Character Composition

Character Composition

The Character Composition chart provides a breakdown of the types of characters found in each field. This analysis reveals hidden data quality issues that may not be apparent from looking at a few sample records, such as non-printable characters, unexpected numeric content in text fields, or punctuation that could interfere with matching.

Character Categories

For each field, values are analyzed and characters are classified into the following categories:

  • Alphabetic -- Letters A-Z and a-z, including accented and international characters
  • Numeric -- Digits 0-9
  • Punctuation -- Periods, commas, hyphens, apostrophes, and other standard punctuation marks
  • Spaces -- Standard space characters, tabs, and other whitespace
  • Non-printable -- Control characters, zero-width characters, and other invisible characters that do not render visually but exist in the data

The chart displays the proportion of each character type across all values in a field, giving you a profile of that field's textual structure.

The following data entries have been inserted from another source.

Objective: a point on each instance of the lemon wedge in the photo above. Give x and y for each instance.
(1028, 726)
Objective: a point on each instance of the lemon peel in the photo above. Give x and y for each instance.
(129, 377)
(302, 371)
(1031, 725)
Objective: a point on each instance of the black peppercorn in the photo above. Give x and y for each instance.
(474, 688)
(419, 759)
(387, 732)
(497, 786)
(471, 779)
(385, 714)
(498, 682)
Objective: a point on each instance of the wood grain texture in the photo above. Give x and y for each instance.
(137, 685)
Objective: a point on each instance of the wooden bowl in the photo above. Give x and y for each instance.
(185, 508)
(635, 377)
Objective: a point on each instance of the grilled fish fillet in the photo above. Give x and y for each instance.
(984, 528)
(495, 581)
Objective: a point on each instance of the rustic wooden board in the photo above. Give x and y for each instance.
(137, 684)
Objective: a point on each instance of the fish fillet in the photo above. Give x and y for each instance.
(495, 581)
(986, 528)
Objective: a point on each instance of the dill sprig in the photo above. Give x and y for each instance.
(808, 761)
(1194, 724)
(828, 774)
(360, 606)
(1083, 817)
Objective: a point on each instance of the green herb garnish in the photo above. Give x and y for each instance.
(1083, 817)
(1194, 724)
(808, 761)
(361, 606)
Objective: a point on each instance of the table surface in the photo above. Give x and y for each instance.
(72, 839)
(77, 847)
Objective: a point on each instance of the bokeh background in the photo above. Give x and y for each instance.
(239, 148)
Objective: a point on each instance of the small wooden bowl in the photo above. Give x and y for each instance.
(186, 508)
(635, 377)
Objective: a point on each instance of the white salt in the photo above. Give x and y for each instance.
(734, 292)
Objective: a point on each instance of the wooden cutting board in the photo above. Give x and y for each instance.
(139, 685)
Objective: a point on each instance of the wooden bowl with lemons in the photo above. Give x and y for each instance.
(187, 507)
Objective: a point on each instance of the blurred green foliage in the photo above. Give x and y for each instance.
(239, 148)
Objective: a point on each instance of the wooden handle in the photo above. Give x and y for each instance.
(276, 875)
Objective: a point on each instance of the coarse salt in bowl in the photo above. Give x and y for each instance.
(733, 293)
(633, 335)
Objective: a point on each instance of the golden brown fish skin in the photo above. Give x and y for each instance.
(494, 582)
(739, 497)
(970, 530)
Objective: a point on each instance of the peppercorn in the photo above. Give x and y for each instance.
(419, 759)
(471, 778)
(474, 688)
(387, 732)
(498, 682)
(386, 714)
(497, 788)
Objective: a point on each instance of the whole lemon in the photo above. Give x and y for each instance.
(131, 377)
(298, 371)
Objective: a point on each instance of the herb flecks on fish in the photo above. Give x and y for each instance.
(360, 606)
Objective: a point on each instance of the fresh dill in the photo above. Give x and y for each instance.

What Character Composition Reveals

Unexpected character types are a strong indicator of data quality problems. Here are the patterns to watch for:

  • Numbers in a name field -- A first name or last name field should be almost entirely alphabetic. If you see significant numeric content, records may contain account numbers, IDs, or other non-name data mixed in.
  • Letters in a numeric field -- A field expected to contain only numbers (zip codes, phone numbers, account numbers) should have minimal alphabetic content. Letters may indicate formatting artifacts or data entry errors.
  • High punctuation in address fields -- Some punctuation is normal (periods in "St.", hyphens in suite numbers), but excessive punctuation may indicate concatenated fields or encoding issues.
  • Non-printable characters -- Any field showing non-printable characters needs cleansing. These invisible characters cause exact matches to fail even when values appear identical on screen. Common sources include copy-paste from word processors, web scraping, and legacy system exports.
  • Excessive spaces -- High space content relative to other characters may indicate extra whitespace, tab characters, or padding from fixed-width data sources.

Impact on Matching

Character composition issues directly affect match quality:

  1. Non-printable characters cause exact string comparisons to fail. Two records that look identical will not match if one contains hidden characters.
  2. Extra spaces change string similarity scores. "John Smith" and "John Smith" (double space) will not score 100% on exact matching.
  3. Mixed character types reduce the effectiveness of phonetic matching algorithms, which expect primarily alphabetic input.

Recommended Cleansing Actions

Based on character composition findings, consider these cleansing operations:

  • Use #removing-characters-by-type to strip numbers from name fields or letters from phone fields.
  • Apply #whitespace-cleaning to normalize spaces and remove extra whitespace.
  • Use the Remove Non-Printable operation to eliminate invisible characters.

Tip

Fields you plan to use for matching should ideally have a clean character composition. Run data cleansing to normalize character content, then re-profile to verify the improvement before proceeding to match configuration.